The recycling rules are triggered when the lump sum is more than 1% of the Lump Sum Allowance (approximately £2,683) and the increase in contributions is more than 30% above what you would have contributed otherwise. For full details, see our dedicated guide on pension recycling rules.

Frequently Asked Questions

You can normally take up to 25% of your pension pot as a tax-free lump sum, subject to the Lump Sum Allowance of £268,275. If your pension pot is £400,000 or less, you can take the full 25% tax-free. Larger pots are capped at £268,275 tax-free.
A Pension Commencement Lump Sum (PCLS) takes 25% tax-free upfront from your crystallised fund, leaving 75% invested for drawdown or annuity. An Uncrystallised Funds Pension Lump Sum (UFPLS) takes ad-hoc withdrawals where 25% of each withdrawal is tax-free and 75% is taxed as income.

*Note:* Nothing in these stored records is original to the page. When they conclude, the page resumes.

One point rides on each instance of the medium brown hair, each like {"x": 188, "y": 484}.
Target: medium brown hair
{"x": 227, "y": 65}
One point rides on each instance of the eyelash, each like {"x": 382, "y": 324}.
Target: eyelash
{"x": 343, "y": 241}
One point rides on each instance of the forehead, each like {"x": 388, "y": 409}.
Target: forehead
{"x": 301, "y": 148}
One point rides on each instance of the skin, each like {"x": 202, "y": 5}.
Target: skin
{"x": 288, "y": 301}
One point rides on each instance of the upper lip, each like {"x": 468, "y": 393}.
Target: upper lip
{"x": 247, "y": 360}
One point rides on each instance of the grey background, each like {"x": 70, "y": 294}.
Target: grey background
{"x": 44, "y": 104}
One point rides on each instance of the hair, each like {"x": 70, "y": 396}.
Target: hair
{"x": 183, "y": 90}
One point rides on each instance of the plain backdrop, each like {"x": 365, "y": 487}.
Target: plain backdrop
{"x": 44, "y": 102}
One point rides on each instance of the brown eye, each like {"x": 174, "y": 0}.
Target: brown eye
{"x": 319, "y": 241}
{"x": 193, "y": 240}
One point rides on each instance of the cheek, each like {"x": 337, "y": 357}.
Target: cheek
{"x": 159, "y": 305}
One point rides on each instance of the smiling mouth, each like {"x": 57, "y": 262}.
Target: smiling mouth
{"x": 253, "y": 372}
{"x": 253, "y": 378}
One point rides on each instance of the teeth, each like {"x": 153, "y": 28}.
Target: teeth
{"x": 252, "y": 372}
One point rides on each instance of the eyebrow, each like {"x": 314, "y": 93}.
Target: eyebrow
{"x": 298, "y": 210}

No. You can take your tax-free cash in stages through phased drawdown or UFPLS payments. This can be more tax-efficient as it spreads taxable income across multiple years and keeps the rest of your pot invested and growing.
The Lump Sum Allowance (LSA) replaced the old Lifetime Allowance in April 2024. It caps the total tax-free lump sums you can take from all your pensions at £268,275. Any amount above this is taxed at your marginal income tax rate.
Yes, most defined benefit (DB) schemes allow you to exchange some of your annual pension for a tax-free lump sum at retirement. The amount available depends on the scheme’s commutation factors. Some DB schemes offer a separate lump sum automatically.
Taking a PCLS alone does not trigger the MPAA. However, if you take any taxable income through flexi-access drawdown or UFPLS, the MPAA of £10,000 is triggered, limiting future pension contributions that receive tax relief.